All of lore.kernel.org
 help / color / mirror / Atom feed
From: "Daniel P. Berrangé" <berrange@redhat.com>
To: Tejus GK <tejus.gk@nutanix.com>
Cc: Peter Xu <peterx@redhat.com>,
	"qemu-devel@nongnu.org" <qemu-devel@nongnu.org>,
	Fabiano Rosas <farosas@suse.de>, Eric Blake <eblake@redhat.com>,
	Markus Armbruster <armbru@redhat.com>
Subject: Re: [PATCH v2 1/1] io: make zerocopy fallback accounting more accurate
Date: Mon, 9 Mar 2026 17:51:29 +0000	[thread overview]
Message-ID: <aa8IoQOZHzQvacSh@redhat.com> (raw)
In-Reply-To: <0DF1A5F6-E20D-4A3F-9285-9205E87DE641@nutanix.com>

On Mon, Mar 09, 2026 at 05:42:08PM +0000, Tejus GK wrote:
> 
> 
> > On 9 Mar 2026, at 10:47 PM, Daniel P. Berrangé <berrange@redhat.com> wrote:
> > 
> > !-------------------------------------------------------------------|
> >  CAUTION: External Email
> > 
> > |-------------------------------------------------------------------!
> > 
> > On Mon, Mar 09, 2026 at 12:59:44PM -0400, Peter Xu wrote:
> >> On Mon, Mar 09, 2026 at 04:48:37PM +0000, Daniel P. Berrangé wrote:
> >>>> @@ -881,8 +881,8 @@ static int qio_channel_socket_flush_internal(QIOChannel *ioc,
> >>>>         sioc->zero_copy_sent += serr->ee_data - serr->ee_info + 1;
> >>>> 
> >>>>         /* If any sendmsg() succeeded using zero copy, mark zerocopy success */
> >>>> -        if (serr->ee_code != SO_EE_CODE_ZEROCOPY_COPIED) {
> >>>> -            sioc->new_zero_copy_sent_success = true;
> >>>> +        if (serr->ee_code == SO_EE_CODE_ZEROCOPY_COPIED) {
> >>>> +            sioc->zero_copy_fallback++;
> >>> 
> >>> ...this is counting the number of MSG_ERRQUEUE items, which is not
> >>> the same as the number of IO requests. That's why we only used it
> >>> as a boolean marker originally, rather than making it a counter.
> >> 
> >> Would the logic still work and better than before?  Say, it's a counter of
> >> "messages" rather than "IOs" then.
> > 
> > IIUC it is a counter of processing notifications which is not directly
> > correlated to any action by QEMU - neither bytes nor syscalls.
> 
> Please correct me if I'm wrong about this, isn’t each notification an information 
> about what happened to an individual IO?

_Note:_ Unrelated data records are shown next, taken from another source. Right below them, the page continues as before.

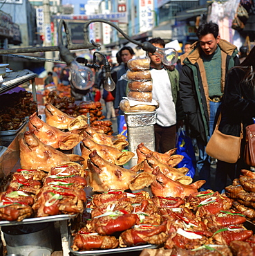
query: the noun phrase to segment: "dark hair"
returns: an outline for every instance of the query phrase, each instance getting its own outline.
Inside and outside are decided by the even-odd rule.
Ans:
[[[130,46],[124,46],[122,47],[120,50],[120,55],[122,55],[122,51],[124,51],[124,50],[127,50],[129,51],[129,53],[131,55],[135,55],[135,52],[133,51],[133,50],[130,47]]]
[[[154,37],[154,38],[151,38],[151,39],[149,39],[148,41],[149,43],[151,44],[160,44],[162,46],[163,46],[163,48],[164,48],[166,44],[164,43],[164,39],[162,39],[162,38],[160,37]]]
[[[248,51],[248,48],[245,46],[242,46],[240,47],[239,50],[240,53],[247,55],[247,53]]]
[[[208,34],[213,34],[215,39],[218,36],[218,26],[212,21],[209,23],[203,23],[201,24],[196,32],[196,35],[198,39],[200,37],[207,35]]]
[[[120,64],[122,62],[122,57],[120,56],[120,51],[116,53],[117,62]]]
[[[185,46],[187,46],[187,44],[190,44],[190,45],[192,45],[192,43],[191,42],[187,42],[185,44]]]
[[[83,57],[77,57],[75,60],[78,62],[78,63],[83,63],[83,64],[86,64],[88,63],[88,60],[86,60],[85,58],[84,58]]]
[[[245,71],[243,81],[245,83],[251,83],[255,86],[255,46],[254,46],[246,57],[245,60],[238,66],[232,68],[239,68]]]

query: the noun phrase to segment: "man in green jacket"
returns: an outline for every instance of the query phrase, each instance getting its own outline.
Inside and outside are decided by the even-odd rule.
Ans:
[[[239,60],[236,47],[220,38],[216,24],[202,24],[196,35],[198,41],[191,46],[189,53],[180,56],[183,66],[180,96],[191,136],[196,138],[199,152],[197,170],[200,178],[206,181],[201,190],[204,190],[211,188],[211,163],[205,147],[214,131],[226,75]]]
[[[165,46],[160,37],[152,38],[149,42],[158,48]],[[165,68],[154,53],[148,53],[148,56],[151,59],[152,98],[160,103],[156,110],[157,123],[154,125],[155,150],[164,153],[176,147],[176,120],[183,119],[178,93],[179,73],[173,65]]]

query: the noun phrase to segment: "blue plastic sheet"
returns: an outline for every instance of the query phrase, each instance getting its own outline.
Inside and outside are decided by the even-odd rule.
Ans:
[[[177,133],[176,154],[184,156],[182,161],[177,165],[178,168],[186,167],[189,169],[187,176],[193,178],[196,168],[196,156],[192,144],[192,140],[186,135],[183,128],[180,128]]]

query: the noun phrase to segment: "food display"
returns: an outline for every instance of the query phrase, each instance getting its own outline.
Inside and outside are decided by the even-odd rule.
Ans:
[[[84,161],[80,156],[66,154],[41,143],[33,131],[20,134],[19,148],[20,164],[23,169],[39,169],[49,172],[53,166]]]
[[[82,140],[81,149],[82,156],[84,158],[83,164],[86,167],[89,154],[93,150],[96,150],[97,154],[104,160],[116,165],[124,165],[135,156],[135,154],[131,152],[122,152],[115,147],[97,143],[88,136]]]
[[[117,134],[115,136],[106,135],[96,131],[91,127],[86,128],[84,132],[95,143],[114,147],[120,151],[122,151],[129,145],[126,138],[122,134]]]
[[[131,81],[128,82],[128,86],[131,91],[151,92],[152,91],[152,81]]]
[[[133,71],[149,70],[150,68],[151,60],[148,57],[136,57],[131,59],[127,63],[129,69]]]
[[[127,169],[123,165],[134,153],[123,151],[126,138],[93,126],[108,121],[89,125],[86,116],[70,116],[51,103],[46,116],[44,122],[31,115],[30,130],[19,136],[21,169],[0,194],[0,221],[77,216],[70,244],[75,255],[145,245],[170,255],[255,253],[255,236],[245,225],[254,221],[254,173],[243,170],[226,188],[227,196],[198,192],[205,181],[193,182],[187,168],[176,167],[183,159],[176,149],[162,154],[140,143],[137,164]],[[58,150],[75,147],[81,155]]]
[[[41,143],[55,149],[73,149],[82,138],[79,134],[72,131],[65,132],[48,125],[40,119],[36,113],[29,117],[28,128],[31,131],[34,130],[35,135]]]
[[[152,93],[151,91],[129,91],[126,96],[129,99],[144,102],[151,102]]]
[[[123,99],[120,102],[120,109],[123,112],[143,112],[143,111],[153,111],[158,109],[159,104],[147,105],[145,104],[136,104],[131,106],[129,101],[126,99]]]
[[[233,209],[255,223],[255,174],[247,170],[242,170],[241,172],[239,179],[225,188],[226,194],[234,201]]]
[[[18,169],[0,195],[0,221],[82,213],[87,173],[78,164],[39,170]]]
[[[46,106],[54,106],[59,111],[67,114],[69,118],[84,116],[86,117],[88,114],[91,127],[100,133],[104,133],[108,135],[113,134],[112,122],[103,120],[105,116],[102,115],[102,107],[100,102],[82,101],[79,104],[76,104],[75,101],[75,100],[73,97],[60,98],[55,92],[53,91],[48,95],[48,104]],[[49,124],[55,126],[53,124]]]
[[[93,191],[107,192],[111,189],[137,190],[148,187],[155,179],[149,173],[138,174],[140,165],[127,170],[104,160],[96,150],[89,154],[88,168],[89,185]]]
[[[207,250],[242,255],[246,246],[245,251],[254,252],[255,236],[244,226],[244,215],[231,210],[232,203],[212,190],[184,199],[151,196],[142,190],[96,194],[86,205],[90,219],[73,232],[71,248],[82,254],[149,244],[169,255],[203,255]]]
[[[31,98],[32,93],[24,91],[0,95],[0,131],[17,130],[26,117],[37,111]]]

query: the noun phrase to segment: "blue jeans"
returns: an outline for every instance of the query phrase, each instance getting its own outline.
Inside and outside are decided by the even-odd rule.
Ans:
[[[208,136],[208,140],[210,138],[211,134],[214,132],[215,116],[220,104],[220,102],[213,102],[211,101],[209,102],[209,136]],[[196,140],[198,148],[198,160],[196,165],[197,170],[198,172],[200,179],[202,180],[205,180],[207,181],[201,188],[201,191],[202,191],[211,189],[211,161],[209,156],[208,156],[205,152],[205,147],[207,145],[207,143],[200,138],[197,138]]]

If userspace hasn't read a queued notification yet, the kernel will
merge new notifications with the existing queued one.

The line above your change

  serr->ee_data - serr->ee_info + 1;

records how many notifications were merged, so we now how many
syscalls were processed.

If ee_code is  SO_EE_CODE_ZEROCOPY_COPIED though it means at least
one syscall resulted in a copy, but that doesn't imply that *all*
syscalls resulted in a copy.

AFAICT, it could be 1 out of a 1000 syscalls resulted in a copy,
or it could be 1000 out of 1000 resulted in a copy. We don't know.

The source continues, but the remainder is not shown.